When I listed the Kindle and Nook editions of my second novel, Race for the Flash Stone , to accept preorders, I wasn’t sure what to expect. Big-name authors routinely list their upcoming titles for preorders, and their books-in-waiting always seem to immediately pop onto the best-seller lists. But what could an unknown indie author hope to achieve by employing the same practice? The answer: Whoa, Nelly!
Of course, I hoped accepting preorders for my book would generate sales in advance of the official release, but I had no idea how many to anticipate. I set my expectations low and chastened myself to primarily treat the 60-day preorder window as an opportunity to build awareness of the upcoming release among my Facebook and blog followers. That tempered view quickly changed within days after listing the book for preorders on Amazon and Barnes & Noble’s website, bn.com.

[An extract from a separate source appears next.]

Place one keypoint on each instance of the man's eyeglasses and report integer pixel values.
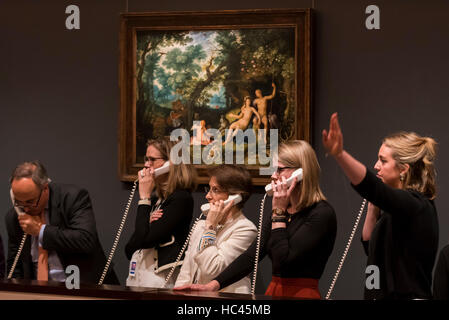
(151, 159)
(28, 204)
(280, 169)
(213, 190)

Sales quickly accumulated, and this led to a few unexpected side benefits that continue to accrue as of this writing, two months after the official release date. In short, I received 3 powerful benefits from listing my book for preorders that led to a book launch that exceeded my expectations:
1. Unsolicited buzz by Amazon and Barnes & Noble
2. Faster accumulation of reviews and ratings for the new book
3. Early read on sales level led me to boost advertising investment in first book
Before describing these benefits in more depth, it’s likely of value to provide some brief background to assist fellow newbie indie authors in determining whether my preorder insights are of value.

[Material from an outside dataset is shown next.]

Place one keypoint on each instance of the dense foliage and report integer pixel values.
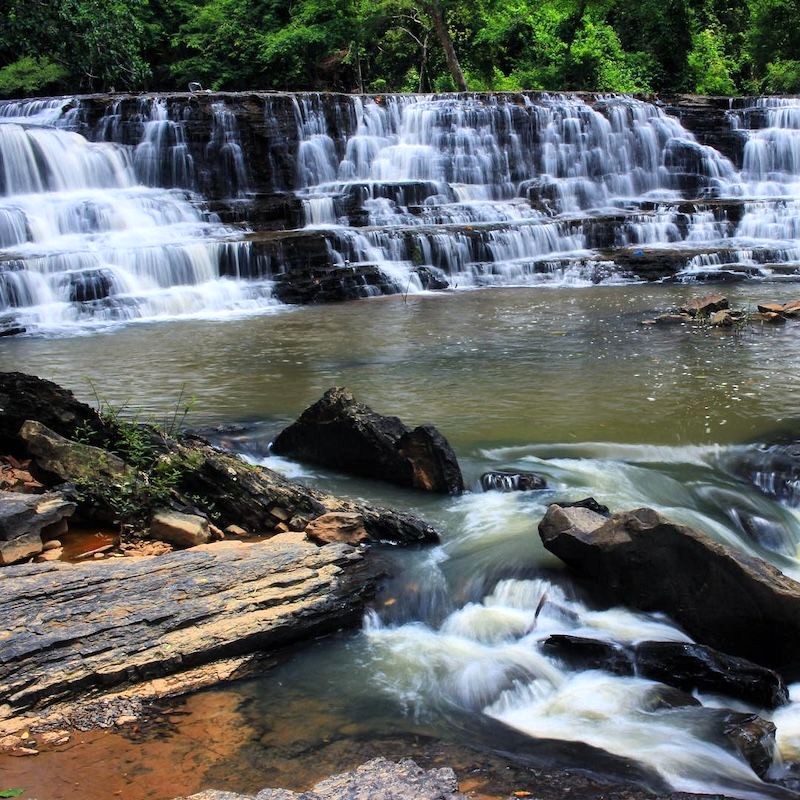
(705, 46)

First, both of my novels are part of a series titled The Anlon Cully Chronicles. The first book in the series, Shadows of the Stone Benders , was released in May 2016. Race for the Flash Stone is a continuation of the story explored in Shadows of the Stone Benders , and that likely had an impact on the stronger than expected preorders, as Shadows of the Stone Benders concluded with a soft cliffhanger.